Un musée suisse enquête sur les liens entre le « roi clown » et les nazis

Un musée suisse, qui a récemment acquis les archives de Grock, étudie le lien entre l’interprète – considéré par ses collègues comme le plus grand clown musical de son temps – et le dictateur de l’Allemagne nazie.

Dans la première moitié du XXe siècle, le succès de Grock rivalisait avec celui de Charlie Chaplin. Mais pendant que Chaplin plaisantait avec Hitler, Grock semblait l’accueillir dans le vestiaire.

Le mois dernier, le Neues Museum Biel comptait environ un millier d’objets de la collection Grock.

Des enregistrements sonores de la performance, des lettres, des photographies et des partitions ont été fournis par le neveu de Grock, Raymond Naef, âgé de 74 ans.

Par l’intermédiaire de Naef, les costumes de scène et les instruments de musique de Grock ont ​​été donnés par la dynastie de cirque de la famille suisse Knie.

Mais le Biel Museum Neues ne voulait pas exposer Grock sans avoir d’abord exploré la vie de l’artiste en dehors de la scène, où il s’est forgé une réputation d’entrepreneur avisé.

« C’est la responsabilité du musée.
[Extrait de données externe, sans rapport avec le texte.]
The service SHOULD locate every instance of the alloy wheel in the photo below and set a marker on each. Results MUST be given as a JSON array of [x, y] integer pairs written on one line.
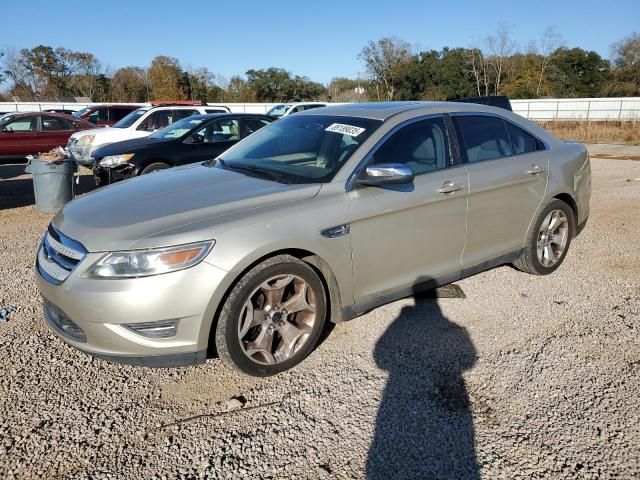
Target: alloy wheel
[[552, 238], [277, 319]]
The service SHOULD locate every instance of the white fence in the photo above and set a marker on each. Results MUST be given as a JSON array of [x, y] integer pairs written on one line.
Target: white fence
[[627, 108]]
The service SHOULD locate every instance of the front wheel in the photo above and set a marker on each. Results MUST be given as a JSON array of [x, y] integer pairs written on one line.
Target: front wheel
[[273, 317], [549, 239]]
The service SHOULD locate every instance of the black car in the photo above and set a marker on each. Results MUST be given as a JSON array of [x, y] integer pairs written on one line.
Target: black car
[[193, 139]]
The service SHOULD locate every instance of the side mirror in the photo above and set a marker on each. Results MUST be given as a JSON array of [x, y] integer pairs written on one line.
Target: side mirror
[[386, 174]]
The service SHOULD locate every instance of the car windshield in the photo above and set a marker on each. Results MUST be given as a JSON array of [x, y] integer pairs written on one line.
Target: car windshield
[[177, 129], [300, 148], [278, 110], [130, 119], [81, 112]]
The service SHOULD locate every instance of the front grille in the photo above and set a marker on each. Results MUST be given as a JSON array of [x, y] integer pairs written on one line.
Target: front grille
[[58, 256]]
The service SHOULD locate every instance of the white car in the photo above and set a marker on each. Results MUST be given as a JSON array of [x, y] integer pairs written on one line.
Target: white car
[[139, 123], [284, 109]]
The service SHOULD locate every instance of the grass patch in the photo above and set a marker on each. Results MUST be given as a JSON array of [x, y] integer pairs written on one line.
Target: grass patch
[[596, 132]]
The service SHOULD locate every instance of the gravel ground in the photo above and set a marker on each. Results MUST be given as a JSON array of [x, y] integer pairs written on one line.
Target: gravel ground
[[526, 377]]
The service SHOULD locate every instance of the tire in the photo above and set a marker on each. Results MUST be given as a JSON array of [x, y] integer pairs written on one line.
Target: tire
[[154, 167], [254, 339], [529, 260]]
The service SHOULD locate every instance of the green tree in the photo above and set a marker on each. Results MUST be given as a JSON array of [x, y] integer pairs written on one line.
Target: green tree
[[166, 79], [384, 61], [625, 81], [579, 73], [278, 85]]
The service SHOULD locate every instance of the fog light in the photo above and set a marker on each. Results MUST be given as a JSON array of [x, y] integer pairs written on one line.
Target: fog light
[[162, 329], [63, 323]]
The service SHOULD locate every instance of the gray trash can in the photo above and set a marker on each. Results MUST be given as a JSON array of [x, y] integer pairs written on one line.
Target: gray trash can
[[52, 183]]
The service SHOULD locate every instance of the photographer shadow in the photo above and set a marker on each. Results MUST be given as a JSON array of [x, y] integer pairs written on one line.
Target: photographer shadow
[[424, 426]]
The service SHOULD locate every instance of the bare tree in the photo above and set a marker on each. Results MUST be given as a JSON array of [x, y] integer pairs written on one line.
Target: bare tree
[[383, 60], [24, 82], [500, 47], [626, 52], [549, 44], [478, 66]]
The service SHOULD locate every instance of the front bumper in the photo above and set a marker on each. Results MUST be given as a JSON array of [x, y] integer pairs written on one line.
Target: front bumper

C’est absolument nécessaire », a déclaré à l’AFP la directrice d’art et d’histoire du musée, Bernadette Walter.

Le télégramme d’Hitler

Wettach a publié plusieurs autobiographies et son neveu Naef a écrit un livre et fait une exposition en 2002 sur la carrière de Grock – mais jusqu’à présent, aucun historien n’a enquêté sur la nature de ses relations avec les nazis.
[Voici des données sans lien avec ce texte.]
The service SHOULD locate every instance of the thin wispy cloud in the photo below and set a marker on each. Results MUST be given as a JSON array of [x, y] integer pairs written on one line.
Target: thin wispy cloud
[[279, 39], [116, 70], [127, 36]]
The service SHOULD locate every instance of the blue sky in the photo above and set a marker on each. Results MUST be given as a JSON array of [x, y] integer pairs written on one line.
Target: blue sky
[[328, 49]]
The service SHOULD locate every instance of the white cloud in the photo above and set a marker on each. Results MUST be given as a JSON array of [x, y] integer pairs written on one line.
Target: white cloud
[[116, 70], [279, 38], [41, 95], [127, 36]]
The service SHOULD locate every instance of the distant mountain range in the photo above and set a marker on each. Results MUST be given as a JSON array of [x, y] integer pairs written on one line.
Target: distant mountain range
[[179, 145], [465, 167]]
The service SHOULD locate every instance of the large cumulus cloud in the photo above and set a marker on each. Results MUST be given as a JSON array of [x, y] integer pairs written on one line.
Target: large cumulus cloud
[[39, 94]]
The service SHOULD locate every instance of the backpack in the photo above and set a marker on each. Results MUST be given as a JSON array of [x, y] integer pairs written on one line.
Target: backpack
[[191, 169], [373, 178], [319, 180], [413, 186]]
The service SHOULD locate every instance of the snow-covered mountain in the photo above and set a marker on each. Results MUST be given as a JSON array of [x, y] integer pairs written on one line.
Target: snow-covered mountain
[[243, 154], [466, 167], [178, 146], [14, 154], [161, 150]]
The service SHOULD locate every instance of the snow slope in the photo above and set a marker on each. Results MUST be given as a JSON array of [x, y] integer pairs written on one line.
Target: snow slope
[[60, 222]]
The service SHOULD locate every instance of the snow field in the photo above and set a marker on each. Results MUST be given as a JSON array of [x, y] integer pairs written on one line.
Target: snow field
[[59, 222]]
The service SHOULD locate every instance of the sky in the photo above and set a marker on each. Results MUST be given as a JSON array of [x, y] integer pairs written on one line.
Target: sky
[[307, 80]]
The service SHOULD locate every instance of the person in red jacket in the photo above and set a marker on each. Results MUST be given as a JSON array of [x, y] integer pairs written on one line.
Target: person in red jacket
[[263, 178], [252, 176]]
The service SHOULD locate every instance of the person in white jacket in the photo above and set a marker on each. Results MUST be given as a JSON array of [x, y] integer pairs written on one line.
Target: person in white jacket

« Grock dit dans son autobiographie qu’Hitler est entré dans sa loge et qu’Hitler a vu le spectacle 13 fois », a déclaré Walter, bien que le musée n’ait pas encore vérifié cette affirmation.

Le musée n’envisage pas de refuser ses archives, qui nécessitent de nombreuses recherches, ce que Walter compare aux enquêtes que mènent les institutions culturelles sur l’art pillé par les nazis.
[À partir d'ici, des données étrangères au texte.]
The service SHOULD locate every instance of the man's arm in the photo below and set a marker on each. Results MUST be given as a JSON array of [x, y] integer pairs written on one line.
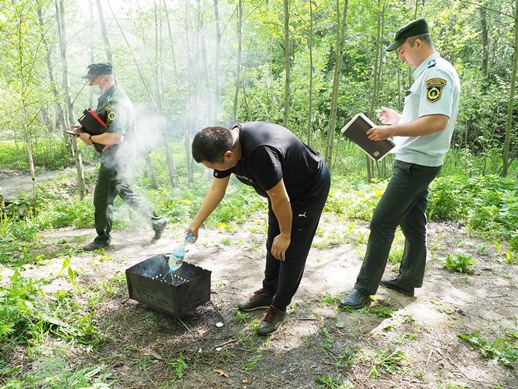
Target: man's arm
[[107, 138], [422, 126], [212, 199], [281, 207]]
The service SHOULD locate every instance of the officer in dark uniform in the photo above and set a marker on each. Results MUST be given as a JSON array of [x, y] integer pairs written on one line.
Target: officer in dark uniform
[[294, 179], [422, 134], [115, 108]]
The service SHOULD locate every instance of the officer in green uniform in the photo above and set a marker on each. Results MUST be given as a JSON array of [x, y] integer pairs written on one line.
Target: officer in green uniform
[[115, 108], [422, 134]]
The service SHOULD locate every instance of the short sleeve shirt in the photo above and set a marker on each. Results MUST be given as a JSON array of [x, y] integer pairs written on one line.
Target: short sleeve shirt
[[436, 90], [269, 153], [115, 108]]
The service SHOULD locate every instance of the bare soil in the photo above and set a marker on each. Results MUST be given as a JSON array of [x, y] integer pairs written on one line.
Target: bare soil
[[144, 345]]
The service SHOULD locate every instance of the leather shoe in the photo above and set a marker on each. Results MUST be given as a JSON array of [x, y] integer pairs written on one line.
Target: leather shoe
[[259, 300], [355, 300], [159, 227], [272, 321], [96, 245], [399, 286]]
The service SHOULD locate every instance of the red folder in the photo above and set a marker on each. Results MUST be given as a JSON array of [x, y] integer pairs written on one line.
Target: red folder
[[92, 123]]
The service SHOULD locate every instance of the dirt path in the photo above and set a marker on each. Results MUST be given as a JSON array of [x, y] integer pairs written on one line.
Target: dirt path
[[12, 186], [416, 346]]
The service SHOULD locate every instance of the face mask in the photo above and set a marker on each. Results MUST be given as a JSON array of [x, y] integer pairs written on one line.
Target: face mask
[[95, 90]]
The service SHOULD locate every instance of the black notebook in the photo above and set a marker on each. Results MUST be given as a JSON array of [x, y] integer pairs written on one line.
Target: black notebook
[[356, 130], [92, 123]]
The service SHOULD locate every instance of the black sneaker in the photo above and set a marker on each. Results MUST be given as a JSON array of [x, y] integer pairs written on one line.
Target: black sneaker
[[355, 300], [399, 286], [159, 227], [259, 300], [272, 321], [96, 245]]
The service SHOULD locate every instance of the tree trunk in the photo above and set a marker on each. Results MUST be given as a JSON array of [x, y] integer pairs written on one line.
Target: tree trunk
[[239, 50], [484, 35], [509, 124], [60, 15], [216, 62], [310, 87], [60, 119], [287, 62], [156, 105], [104, 32], [341, 25]]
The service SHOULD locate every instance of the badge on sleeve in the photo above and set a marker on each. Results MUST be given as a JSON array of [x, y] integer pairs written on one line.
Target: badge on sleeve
[[110, 113], [434, 89]]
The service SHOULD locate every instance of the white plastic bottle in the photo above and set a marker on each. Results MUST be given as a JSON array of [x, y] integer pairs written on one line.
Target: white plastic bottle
[[178, 252]]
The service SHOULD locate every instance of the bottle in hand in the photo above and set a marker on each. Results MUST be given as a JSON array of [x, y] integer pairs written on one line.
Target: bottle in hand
[[178, 252]]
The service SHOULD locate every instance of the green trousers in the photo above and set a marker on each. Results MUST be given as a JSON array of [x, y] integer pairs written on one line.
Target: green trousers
[[108, 187], [402, 204]]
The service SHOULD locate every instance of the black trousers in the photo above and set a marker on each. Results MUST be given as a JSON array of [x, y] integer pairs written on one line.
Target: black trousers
[[282, 278], [402, 204]]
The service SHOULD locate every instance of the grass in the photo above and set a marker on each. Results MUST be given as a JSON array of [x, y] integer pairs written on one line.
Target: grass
[[504, 349], [460, 262], [29, 318]]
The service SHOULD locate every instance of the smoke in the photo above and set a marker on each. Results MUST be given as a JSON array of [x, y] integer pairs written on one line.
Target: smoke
[[147, 136]]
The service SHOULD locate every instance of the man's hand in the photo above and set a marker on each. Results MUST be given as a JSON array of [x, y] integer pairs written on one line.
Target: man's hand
[[388, 116], [85, 137], [279, 247], [379, 133]]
« Un musée doit aussi raconter une histoire qui n’est pas toujours propre », a déclaré le directeur, arguant qu’il ne faut pas simplement oublier le passé.

Lors d’une vente aux enchères en ligne le 12 mai, le musée a tenté d’acheter, à des fins de recherche, les télégrammes de vœux saisonniers que Grock a envoyés à Hitler en 1942.

« Nous savons qu’il a rencontré Hitler et (Joseph) Goebbels », le chef de la propagande nazie, et qu’il se produisait devant des soldats allemands blessés, a déclaré Walter, mais s’il a une allégeance politique reste un mystère.

Grock s’est produit en Allemagne avant l’arrivée au pouvoir des nazis en 1933, et le musée voulait voir s’il adaptait son spectacle par la suite.

Grock a toujours dit qu’il était apolitique et son autobiographie mentionne des performances en Angleterre, en France et aux États-Unis, dit Walter.

« Il joue quand il est payé. Nous savons que Grock est opportuniste, mais ce n’est pas une excuse. »

Sans blague

Laurent Diercksen, qui a écrit le livre de 1999 « Grock : un destin extraordinaire », a déclaré que l’acrobate, jongleur et multi-instrumentiste « ne se souciait pas de la politique » et se concentrait sur le « succès ».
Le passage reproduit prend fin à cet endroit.